Jour 1 082

Incroyable. Je tape Combinatoire II clouâtre dans Google et je tombe pile sur la toile de mon ami, dont le vrai titre est Combinatoire floue. S'il ne l'a pas vendue, j'aimerais l'acheter.

Incroyable l’efficacité des moteurs de recherche. Je tape Combinatoire II clouâtre et je tombe pile sur la toile de mon ami, dont le vrai titre est Combinatoire floue. S’il ne l’a pas vendue, j’aimerais l’acheter. Ça ne paraît pas sur la photo, mais un bord de la toile est pendouillant et effiloché, comme c’est le cas de mes toiles Éperviers.

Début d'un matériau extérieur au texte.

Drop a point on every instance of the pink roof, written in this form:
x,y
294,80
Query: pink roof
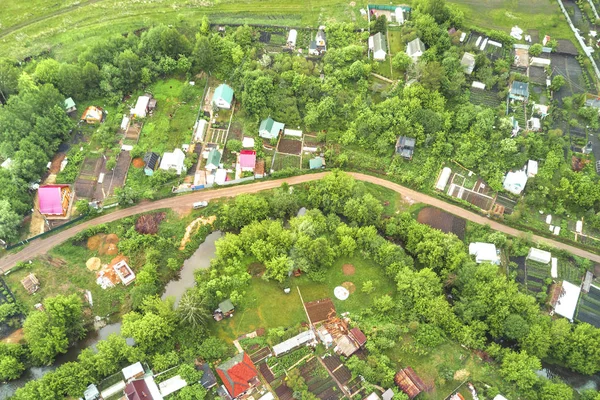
x,y
247,158
50,199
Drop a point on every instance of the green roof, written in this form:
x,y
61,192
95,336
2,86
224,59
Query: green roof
x,y
214,157
223,92
316,163
226,306
69,103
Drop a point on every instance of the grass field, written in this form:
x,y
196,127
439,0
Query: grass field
x,y
68,26
267,306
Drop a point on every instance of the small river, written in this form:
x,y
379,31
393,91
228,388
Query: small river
x,y
199,260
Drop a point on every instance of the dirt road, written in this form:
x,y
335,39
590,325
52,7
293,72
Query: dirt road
x,y
42,246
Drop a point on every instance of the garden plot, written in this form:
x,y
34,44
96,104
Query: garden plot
x,y
588,309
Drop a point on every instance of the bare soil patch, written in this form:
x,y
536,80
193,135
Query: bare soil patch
x,y
446,222
138,163
148,224
349,286
348,269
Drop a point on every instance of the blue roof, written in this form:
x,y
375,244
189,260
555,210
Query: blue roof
x,y
223,92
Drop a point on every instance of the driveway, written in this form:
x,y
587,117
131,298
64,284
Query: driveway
x,y
42,246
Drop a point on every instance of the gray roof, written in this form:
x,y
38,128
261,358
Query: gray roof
x,y
379,42
415,46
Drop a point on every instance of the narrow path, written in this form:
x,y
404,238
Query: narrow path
x,y
42,246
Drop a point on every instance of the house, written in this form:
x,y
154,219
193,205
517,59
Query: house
x,y
93,115
30,283
409,382
200,130
142,389
540,256
55,200
247,160
151,163
270,129
238,374
468,63
565,299
133,371
291,43
173,161
70,105
208,379
141,107
415,49
378,46
514,182
225,309
484,252
304,338
213,160
124,272
223,96
519,91
405,147
316,163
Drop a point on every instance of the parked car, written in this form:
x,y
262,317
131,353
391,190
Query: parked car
x,y
199,204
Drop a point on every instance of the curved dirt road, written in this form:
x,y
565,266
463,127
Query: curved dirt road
x,y
41,246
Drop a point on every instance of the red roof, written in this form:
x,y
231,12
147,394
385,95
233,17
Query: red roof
x,y
50,198
360,337
247,158
236,373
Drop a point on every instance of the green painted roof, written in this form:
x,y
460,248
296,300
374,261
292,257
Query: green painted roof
x,y
316,163
214,157
69,103
223,92
226,306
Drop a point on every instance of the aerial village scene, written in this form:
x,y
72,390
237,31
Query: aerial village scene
x,y
284,199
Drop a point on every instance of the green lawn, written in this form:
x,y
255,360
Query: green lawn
x,y
267,306
173,120
69,29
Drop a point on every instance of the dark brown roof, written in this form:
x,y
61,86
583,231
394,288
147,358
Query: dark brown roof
x,y
319,310
409,382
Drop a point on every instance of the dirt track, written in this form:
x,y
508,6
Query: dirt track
x,y
42,246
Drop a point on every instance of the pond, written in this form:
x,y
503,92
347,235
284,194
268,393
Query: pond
x,y
199,260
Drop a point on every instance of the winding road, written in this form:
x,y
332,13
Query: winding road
x,y
42,246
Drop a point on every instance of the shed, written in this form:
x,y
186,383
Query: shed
x,y
270,129
70,105
378,46
54,200
141,107
303,338
519,91
213,160
409,382
515,182
30,283
291,43
443,179
223,96
405,147
537,255
415,48
468,63
566,302
151,163
200,130
173,161
133,371
484,252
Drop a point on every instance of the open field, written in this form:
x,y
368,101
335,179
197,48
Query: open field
x,y
267,306
28,28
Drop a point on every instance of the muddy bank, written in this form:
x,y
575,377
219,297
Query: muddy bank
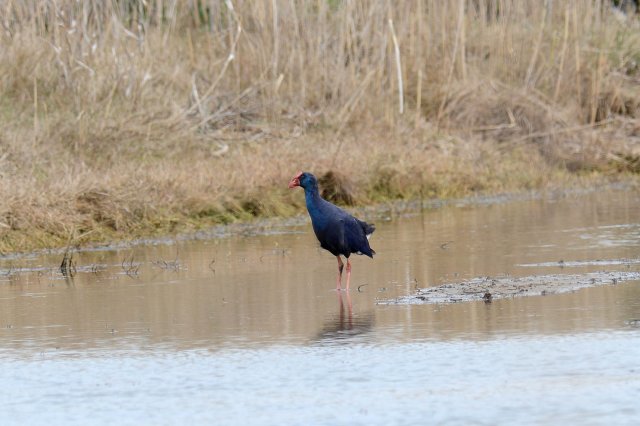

Compte tenu des nombreux moments forts que j’ai connus ces dernières semaines, je ne sais par quoi commencer le texte d’aujourd’hui, en ce sens qu’il va un peu de soi que mes textes commentent les événements de ma vie. Pour mettre un peu d’ordre dans mon cerveau, pour descendre progressivement de ma lévitation et revenir me poser sur le plancher des vaches, je vais commencer par énumérer ces moments forts. Ce sera une manière de faire le point et de tenter de savoir où est-ce que j’en suis après avoir été nourrie de mille émotions qui ont toutes un point en commun : le partage.
Je remonte donc le temps jusqu’au 26 mai au soir, à Montréal, alors que j’ai assisté à l’opéra Les feluettes. Disons enfin les choses comme elles sont, car jusqu’ici je m’y suis prise d’une manière pas mal sibylline : le jeune Vallier, qui porte pour Simon un amour titanesque –admettons que l’on puisse mesurer l’amour en termes de taille et de force–, est le demi-frère d’Emma, ou encore le fils de Jacques-Yvan de son premier mariage, ou encore mon beau-fils, et enfin cet être que j’ai vu grandir et avec lequel j’ai partagé ma vie pendant plusieurs années. Je dirais que j’ai assisté à l’opéra en projetant ma propre histoire dans l’histoire qui se déroulait sous mes yeux, à savoir une histoire d’amour, transposée en ce qui me concerne auprès de Jacques-Yvan, de son fils, de ma fille, et je dirais même de moi-même. Je suis ressortie de l’opéra en larmes –douces et non amères– et les plusieurs kilomètres de marche que j’ai parcourus pour me rendre à la maison m’ont été bénéfiques en manière de décantation.
Le lendemain 27 mai j’ai mangé en compagnie d’un ami dans un restaurant végétarien du boulevard St-Laurent. Je ne me rappelle pas de ce que j’ai mangé, ni de ce que mon ami a mangé, mais je me rappelle que nous avons vidé nos assiettes. Et que nous avons partagé un morceau de gâteau, une assiette, deux fourchettes. Il est peintre et exposait ses toiles les quatre prochains jours dans une galerie située pas très loin. Je l’ai donc rencontré à la galerie et de là nous sommes allés au restau. J’avais encore le visage déformé d’avoir tant pleuré la veille mais comme nous sommes amis je n’étais pas gênée de me montrer telle que j’étais. Nous parlons peinture pour sa part essentiellement, je lui réponds écriture pour ma part, peinture encore pour sa part –le thème qui l’intéresse actuellement est celui de l’énumération–, écriture pour ma part avec le thème qui me rattrape tout le temps dans mes nouvelles, le thème sexuel. Nous avons tous les deux expérimenté la psychanalyse et cela transparaît dans nos manières d’approcher la vie. Nous partageons nos visions, nos émotions, nos motivations.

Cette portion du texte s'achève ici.